Violences sexuelles sur mineures à N’Djamena : la CNDH hausse le ton et se constitue partie civile

Dans un communiqué de presse diffusé le mercredi 18 mars 2026, la Commission Nationale des Droits de l’Homme (CNDH) tire la sonnette d’alarme face à la recrudescence inquiétante des violences sexuelles commises contre des enfants, en particulier des mineures âgées de 2 à 7 ans, à N’Djamena.

Au cœur de cette réaction ferme, des faits d’une gravité exceptionnelle. À la suite d’une audience accordée le 17 mars aux parents des victimes, la CNDH indique avoir pris connaissance de témoignages accablants, révélant des actes constituant de graves violations des droits fondamentaux de l’enfant et des atteintes intolérables à la dignité humaine. Les informations recueillies mettent également en lumière les démarches judiciaires déjà engagées ainsi que les conditions de prise en charge des victimes.

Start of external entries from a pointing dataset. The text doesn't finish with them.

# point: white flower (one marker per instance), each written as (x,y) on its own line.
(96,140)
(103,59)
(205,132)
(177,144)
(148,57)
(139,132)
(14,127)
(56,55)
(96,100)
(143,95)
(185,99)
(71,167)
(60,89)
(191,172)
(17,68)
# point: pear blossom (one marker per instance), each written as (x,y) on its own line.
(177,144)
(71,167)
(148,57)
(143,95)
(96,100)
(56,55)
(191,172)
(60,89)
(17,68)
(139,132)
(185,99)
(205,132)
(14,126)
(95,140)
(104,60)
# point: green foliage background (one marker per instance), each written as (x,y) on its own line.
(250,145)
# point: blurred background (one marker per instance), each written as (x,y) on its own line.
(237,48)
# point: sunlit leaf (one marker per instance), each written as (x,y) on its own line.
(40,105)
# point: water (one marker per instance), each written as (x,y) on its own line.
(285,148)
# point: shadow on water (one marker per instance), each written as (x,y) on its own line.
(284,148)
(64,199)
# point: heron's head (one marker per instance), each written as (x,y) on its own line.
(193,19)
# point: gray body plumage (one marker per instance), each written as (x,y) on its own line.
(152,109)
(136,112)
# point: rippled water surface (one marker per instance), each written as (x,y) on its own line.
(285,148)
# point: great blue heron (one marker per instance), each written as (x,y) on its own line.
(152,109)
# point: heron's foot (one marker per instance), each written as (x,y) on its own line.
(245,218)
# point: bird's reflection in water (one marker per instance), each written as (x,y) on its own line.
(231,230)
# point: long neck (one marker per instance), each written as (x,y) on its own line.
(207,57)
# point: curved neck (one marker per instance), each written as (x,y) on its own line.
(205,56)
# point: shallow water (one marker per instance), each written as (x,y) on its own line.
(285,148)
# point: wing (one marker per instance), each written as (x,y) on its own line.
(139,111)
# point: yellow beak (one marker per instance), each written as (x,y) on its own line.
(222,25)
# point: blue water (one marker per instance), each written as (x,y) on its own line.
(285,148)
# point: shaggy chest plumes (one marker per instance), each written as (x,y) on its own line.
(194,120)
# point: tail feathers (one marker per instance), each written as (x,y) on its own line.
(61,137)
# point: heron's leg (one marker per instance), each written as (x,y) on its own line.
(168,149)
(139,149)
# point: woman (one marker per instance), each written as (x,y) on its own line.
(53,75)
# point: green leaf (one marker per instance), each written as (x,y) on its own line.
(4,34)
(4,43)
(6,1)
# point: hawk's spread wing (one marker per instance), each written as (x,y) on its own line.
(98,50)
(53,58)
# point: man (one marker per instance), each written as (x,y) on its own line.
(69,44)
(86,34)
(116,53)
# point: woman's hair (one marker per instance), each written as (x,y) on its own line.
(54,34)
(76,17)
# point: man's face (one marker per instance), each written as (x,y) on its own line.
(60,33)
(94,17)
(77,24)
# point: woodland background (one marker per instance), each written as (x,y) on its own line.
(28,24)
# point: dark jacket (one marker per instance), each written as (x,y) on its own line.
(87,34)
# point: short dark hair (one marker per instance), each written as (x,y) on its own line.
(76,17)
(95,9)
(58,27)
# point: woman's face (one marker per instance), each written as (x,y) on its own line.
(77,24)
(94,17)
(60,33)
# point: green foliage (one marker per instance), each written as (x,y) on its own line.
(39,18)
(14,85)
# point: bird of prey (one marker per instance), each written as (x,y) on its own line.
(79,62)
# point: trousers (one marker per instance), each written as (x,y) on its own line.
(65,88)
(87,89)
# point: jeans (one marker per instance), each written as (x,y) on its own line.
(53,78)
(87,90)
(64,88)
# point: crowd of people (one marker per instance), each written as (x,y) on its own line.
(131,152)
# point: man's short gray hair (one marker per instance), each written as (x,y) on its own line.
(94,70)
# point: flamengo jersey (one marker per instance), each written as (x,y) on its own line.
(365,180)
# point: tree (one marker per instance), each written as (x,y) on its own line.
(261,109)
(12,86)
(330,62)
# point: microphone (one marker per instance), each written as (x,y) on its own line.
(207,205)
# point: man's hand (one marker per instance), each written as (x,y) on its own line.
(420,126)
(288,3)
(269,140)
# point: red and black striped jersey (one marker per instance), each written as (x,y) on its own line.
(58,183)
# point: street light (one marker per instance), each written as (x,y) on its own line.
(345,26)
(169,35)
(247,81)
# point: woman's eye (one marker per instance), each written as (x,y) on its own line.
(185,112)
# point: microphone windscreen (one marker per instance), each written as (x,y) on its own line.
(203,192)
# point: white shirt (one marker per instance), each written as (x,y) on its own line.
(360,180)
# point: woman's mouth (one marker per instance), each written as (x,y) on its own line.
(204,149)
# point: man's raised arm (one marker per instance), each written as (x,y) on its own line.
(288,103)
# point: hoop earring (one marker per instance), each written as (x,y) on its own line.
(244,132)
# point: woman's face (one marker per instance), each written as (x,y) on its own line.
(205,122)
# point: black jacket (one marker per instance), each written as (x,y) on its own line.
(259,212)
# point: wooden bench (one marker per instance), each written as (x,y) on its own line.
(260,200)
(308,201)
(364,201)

Face à cette situation alarmante, l’institution a décidé de passer à l’action. Elle annonce s’être constituée partie civile aux côtés des victimes et de leurs familles, avec pour objectif de contribuer à la manifestation de la vérité, à l’établissement des responsabilités et à la défense effective des droits des enfants concernés. Cette décision s’appuie notamment sur les dispositions de la loi n°028/PR/2018 et du règlement intérieur de la CNDH.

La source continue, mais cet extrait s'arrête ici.